Clustering Search Results

Greg Linden linked to an interview with Dr. Raul Valdes-Perez of Vivisimo.

I've done some trial searching both on the Internet, using Vivisimo's Clusty search engine, and in an intranet environment, and frankly I don't get it. That said, I've heard from a small number of people who say that they use Vivisimo all the time and find it really valuable for getting the "lay of the land" on a particular topic.

A couple statements in the interview bugged me. First, there was the obligatory Google-is-good-and-all-but-we're-better triangulation.

Google's overwhelmingly dominant search engine ranks a Web page based largely on how many other Web pages are linked to it, much as a scientist is sometimes ranked by how often his research is cited by other scientists.

Having a site with PageRank™ approaching zero, I can tell you that actual query relevance is still very much at play, or my pages wouldn't show up for any search.

Then there's the Serendipity Demo, which usually works to get people excited about a discovery tool:

But Dr. Valdes-Perez said that by clustering Web pages into themes, Vivisimo can sometimes reveal connections that people wouldn't have seen otherwise.

To demonstrate that, he recently used the search terms "Osama bin Laden" and "Madonna" for a group in Washington D.C.

One of the themes that was generated was "niece," he said, and when he opened that folder, it revealed Web sites about a niece of the terrorist "who actually hates him but has aspirations to be a pop singer like Madonna," Dr. Valdes-Perez said.

Interesting. So bin Laden has a niece ... who has a life ... and doesn't like him. And that helps us how?

Part of the challenge in enterprise search is guiding people to the right tool for the question at hand. What are the types of questions that are best answered by a clustering engine (making it worth the investment)? What are the requirements for a successful implementation (size of collection, type of information, etc.)? I'm still trying to figure this one out.

#000000 is the new black.

What did we do before the Web?
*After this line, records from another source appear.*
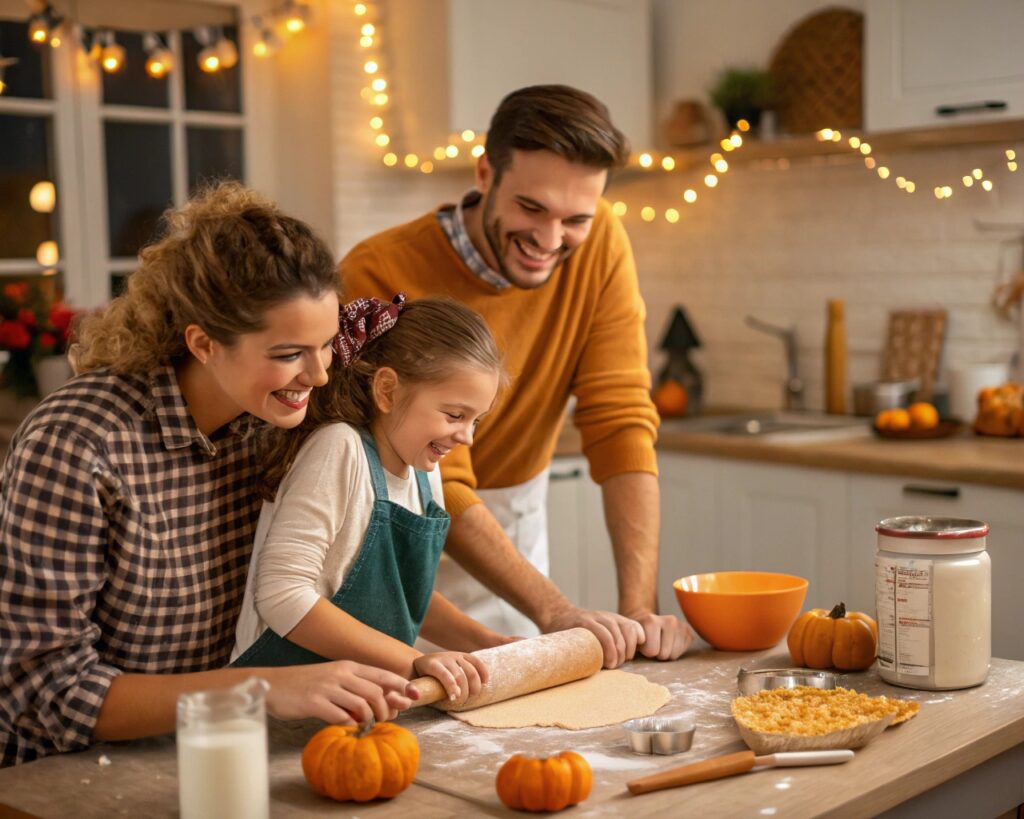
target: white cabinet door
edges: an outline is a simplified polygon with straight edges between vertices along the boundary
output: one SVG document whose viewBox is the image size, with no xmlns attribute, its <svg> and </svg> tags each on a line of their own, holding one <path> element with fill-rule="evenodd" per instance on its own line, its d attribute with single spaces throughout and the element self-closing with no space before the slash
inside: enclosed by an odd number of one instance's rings
<svg viewBox="0 0 1024 819">
<path fill-rule="evenodd" d="M 1021 118 L 1022 43 L 1020 0 L 868 0 L 867 129 Z"/>
<path fill-rule="evenodd" d="M 615 611 L 618 583 L 601 488 L 585 458 L 555 458 L 548 486 L 550 576 L 573 603 Z"/>
<path fill-rule="evenodd" d="M 898 515 L 981 520 L 992 558 L 992 654 L 1024 660 L 1024 493 L 1011 489 L 851 475 L 849 607 L 874 611 L 875 525 Z"/>
<path fill-rule="evenodd" d="M 658 453 L 658 602 L 663 614 L 680 613 L 672 590 L 676 580 L 722 568 L 717 497 L 721 467 L 722 461 L 716 458 Z"/>
<path fill-rule="evenodd" d="M 723 461 L 720 569 L 785 572 L 810 582 L 805 608 L 831 608 L 845 590 L 846 475 Z"/>
</svg>

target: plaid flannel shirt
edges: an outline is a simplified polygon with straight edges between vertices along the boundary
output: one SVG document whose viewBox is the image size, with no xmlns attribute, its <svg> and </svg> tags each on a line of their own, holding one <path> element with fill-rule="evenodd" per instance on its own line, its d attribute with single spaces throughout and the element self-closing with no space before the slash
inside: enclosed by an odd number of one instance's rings
<svg viewBox="0 0 1024 819">
<path fill-rule="evenodd" d="M 0 474 L 0 766 L 86 747 L 122 672 L 226 664 L 257 423 L 208 438 L 163 367 L 81 375 L 19 427 Z"/>
</svg>

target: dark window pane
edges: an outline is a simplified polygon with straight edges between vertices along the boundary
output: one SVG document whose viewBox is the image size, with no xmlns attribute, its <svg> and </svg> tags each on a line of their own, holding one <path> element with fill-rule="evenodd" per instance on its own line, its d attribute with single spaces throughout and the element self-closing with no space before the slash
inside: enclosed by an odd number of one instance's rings
<svg viewBox="0 0 1024 819">
<path fill-rule="evenodd" d="M 136 122 L 104 123 L 110 255 L 135 256 L 157 234 L 171 204 L 171 129 Z"/>
<path fill-rule="evenodd" d="M 155 79 L 146 73 L 146 50 L 142 34 L 129 31 L 116 33 L 117 43 L 124 47 L 124 65 L 116 74 L 101 71 L 103 101 L 112 105 L 146 105 L 167 107 L 167 77 Z M 167 35 L 161 35 L 161 43 Z"/>
<path fill-rule="evenodd" d="M 27 16 L 27 15 L 26 15 Z M 67 37 L 65 36 L 65 40 Z M 67 48 L 69 46 L 62 46 Z M 18 62 L 4 69 L 5 97 L 49 99 L 51 52 L 49 44 L 33 43 L 28 38 L 28 23 L 0 20 L 0 54 Z"/>
<path fill-rule="evenodd" d="M 192 193 L 203 182 L 245 175 L 241 128 L 198 128 L 187 131 L 188 189 Z"/>
<path fill-rule="evenodd" d="M 40 242 L 56 239 L 52 213 L 36 213 L 29 193 L 53 181 L 49 117 L 0 114 L 0 258 L 34 258 Z"/>
<path fill-rule="evenodd" d="M 238 29 L 225 26 L 224 36 L 238 45 Z M 185 71 L 185 108 L 190 111 L 242 111 L 242 57 L 233 68 L 208 74 L 199 67 L 203 46 L 191 31 L 181 33 L 182 68 Z"/>
<path fill-rule="evenodd" d="M 128 277 L 131 273 L 110 274 L 110 298 L 116 299 L 128 287 Z"/>
</svg>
Now when you think of something clever to say, you Google it and find someone selling the T-shirt on CafePress already.

June 1, 2006

The Dark Side of Tuning in Enterprise Search

Tony Byrne rips the Google enterprise search product again. This time, he's unhappy with the fact that you can't tune the search results. In my experience, this really is a feature. Why? Politics. When The Management finds out that they can change the ranking of everyone's search results, all kinds of bad things happen. In one Dilbert-worthy episode I witnessed, a committee of The Management decided to "reward" those authors and webmasters who had tagged their documents with metadata by giving a bump to their relevance ranking. The assumption was that metadata = relevance. It was a rather unpopular change among The Users. The complaints (from users) about relevance ranking errors went away when we switched to the Google appliance. No tuning feature, no temptation.